You are viewing a plain text version of this content. The canonical link for it is here.
Posted to issues@spark.apache.org by "Raghu Angadi (Jira)" <ji...@apache.org> on 2023/02/11 20:54:00 UTC

[jira] [Created] (SPARK-42406) [PROTOBUF] Recursive field handling is incompatible with delta

Raghu Angadi created SPARK-42406:
------------------------------------

             Summary: [PROTOBUF] Recursive field handling is incompatible with delta
                 Key: SPARK-42406
                 URL: https://issues.apache.org/jira/browse/SPARK-42406
             Project: Spark
          Issue Type: Bug
          Components: Protobuf
    Affects Versions: 3.4.0
            Reporter: Raghu Angadi
             Fix For: 3.4.1


Protobuf deserializer (`from_protobuf()` function()) optionally supports recursive fields by limiting the depth to certain level.
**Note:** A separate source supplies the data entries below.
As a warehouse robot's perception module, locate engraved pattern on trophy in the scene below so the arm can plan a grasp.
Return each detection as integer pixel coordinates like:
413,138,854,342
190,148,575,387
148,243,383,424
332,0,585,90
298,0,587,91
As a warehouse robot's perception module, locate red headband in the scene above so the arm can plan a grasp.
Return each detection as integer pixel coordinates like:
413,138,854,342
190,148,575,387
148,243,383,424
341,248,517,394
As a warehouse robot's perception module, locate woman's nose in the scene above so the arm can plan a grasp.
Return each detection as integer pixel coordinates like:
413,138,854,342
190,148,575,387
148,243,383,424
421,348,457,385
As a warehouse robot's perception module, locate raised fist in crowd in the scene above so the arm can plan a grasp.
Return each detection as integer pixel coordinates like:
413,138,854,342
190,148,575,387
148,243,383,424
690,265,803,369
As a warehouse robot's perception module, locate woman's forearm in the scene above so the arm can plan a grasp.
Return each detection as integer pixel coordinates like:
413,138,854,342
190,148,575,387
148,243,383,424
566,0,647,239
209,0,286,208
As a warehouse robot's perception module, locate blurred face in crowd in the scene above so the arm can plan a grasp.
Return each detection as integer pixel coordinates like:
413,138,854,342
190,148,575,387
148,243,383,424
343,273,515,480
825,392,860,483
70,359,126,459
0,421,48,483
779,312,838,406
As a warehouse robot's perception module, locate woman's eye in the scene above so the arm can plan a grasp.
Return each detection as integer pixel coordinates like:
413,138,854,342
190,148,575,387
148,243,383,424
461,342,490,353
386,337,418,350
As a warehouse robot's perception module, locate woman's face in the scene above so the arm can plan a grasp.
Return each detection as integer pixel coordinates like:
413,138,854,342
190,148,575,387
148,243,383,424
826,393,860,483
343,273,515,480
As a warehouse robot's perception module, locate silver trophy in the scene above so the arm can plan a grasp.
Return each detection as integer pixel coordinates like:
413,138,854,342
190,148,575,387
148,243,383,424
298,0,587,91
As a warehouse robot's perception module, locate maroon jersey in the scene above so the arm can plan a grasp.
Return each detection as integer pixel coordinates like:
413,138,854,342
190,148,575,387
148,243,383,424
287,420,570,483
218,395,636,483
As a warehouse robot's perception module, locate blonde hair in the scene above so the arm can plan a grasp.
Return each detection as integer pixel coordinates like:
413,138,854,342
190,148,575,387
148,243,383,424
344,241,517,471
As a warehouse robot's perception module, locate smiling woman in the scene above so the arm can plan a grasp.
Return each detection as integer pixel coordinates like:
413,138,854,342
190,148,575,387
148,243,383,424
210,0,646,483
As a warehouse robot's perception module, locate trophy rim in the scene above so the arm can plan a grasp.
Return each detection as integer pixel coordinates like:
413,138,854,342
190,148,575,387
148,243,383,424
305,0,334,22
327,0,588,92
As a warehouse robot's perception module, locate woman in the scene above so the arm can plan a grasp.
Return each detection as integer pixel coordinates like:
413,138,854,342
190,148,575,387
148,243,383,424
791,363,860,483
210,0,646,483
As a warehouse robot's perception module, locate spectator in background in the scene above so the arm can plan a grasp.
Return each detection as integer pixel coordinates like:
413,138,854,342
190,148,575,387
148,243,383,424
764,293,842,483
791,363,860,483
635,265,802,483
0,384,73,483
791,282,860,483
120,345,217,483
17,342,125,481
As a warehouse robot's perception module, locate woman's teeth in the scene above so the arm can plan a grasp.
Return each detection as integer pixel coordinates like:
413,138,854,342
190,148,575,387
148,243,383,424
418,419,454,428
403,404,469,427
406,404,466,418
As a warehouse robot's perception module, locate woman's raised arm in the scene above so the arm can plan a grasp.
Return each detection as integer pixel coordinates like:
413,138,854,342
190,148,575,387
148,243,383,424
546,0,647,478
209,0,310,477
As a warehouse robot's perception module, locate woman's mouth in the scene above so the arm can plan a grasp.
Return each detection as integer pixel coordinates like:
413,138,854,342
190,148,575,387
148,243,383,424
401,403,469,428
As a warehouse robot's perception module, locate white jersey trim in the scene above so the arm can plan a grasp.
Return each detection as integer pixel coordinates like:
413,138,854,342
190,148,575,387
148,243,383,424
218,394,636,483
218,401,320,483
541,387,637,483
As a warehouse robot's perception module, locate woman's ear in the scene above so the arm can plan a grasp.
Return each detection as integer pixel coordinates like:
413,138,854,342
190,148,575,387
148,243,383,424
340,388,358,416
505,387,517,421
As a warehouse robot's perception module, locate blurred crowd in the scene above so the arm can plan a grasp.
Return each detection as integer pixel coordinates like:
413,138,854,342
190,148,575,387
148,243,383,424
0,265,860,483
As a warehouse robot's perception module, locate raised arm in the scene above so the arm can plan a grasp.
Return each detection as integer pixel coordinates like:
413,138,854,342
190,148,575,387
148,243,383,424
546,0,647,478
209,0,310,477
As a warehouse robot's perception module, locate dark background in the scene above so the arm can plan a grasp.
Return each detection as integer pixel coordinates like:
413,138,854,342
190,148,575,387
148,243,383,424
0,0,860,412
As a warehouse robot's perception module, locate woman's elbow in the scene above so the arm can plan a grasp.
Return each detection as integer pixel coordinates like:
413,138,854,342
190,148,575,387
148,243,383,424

See example below. It assigns a 'NullType' for such a field when allowed depth is reached. 

It causes a few issues. E.g. a repeated field as in the following example results in a Array field with 'NullType'. Delta does not support null type in a complex type.

Actually `Array[NullType]` is not really useful anyway.

How about this fix: Drop the recursive field when the limit reached rather than using a NullType. 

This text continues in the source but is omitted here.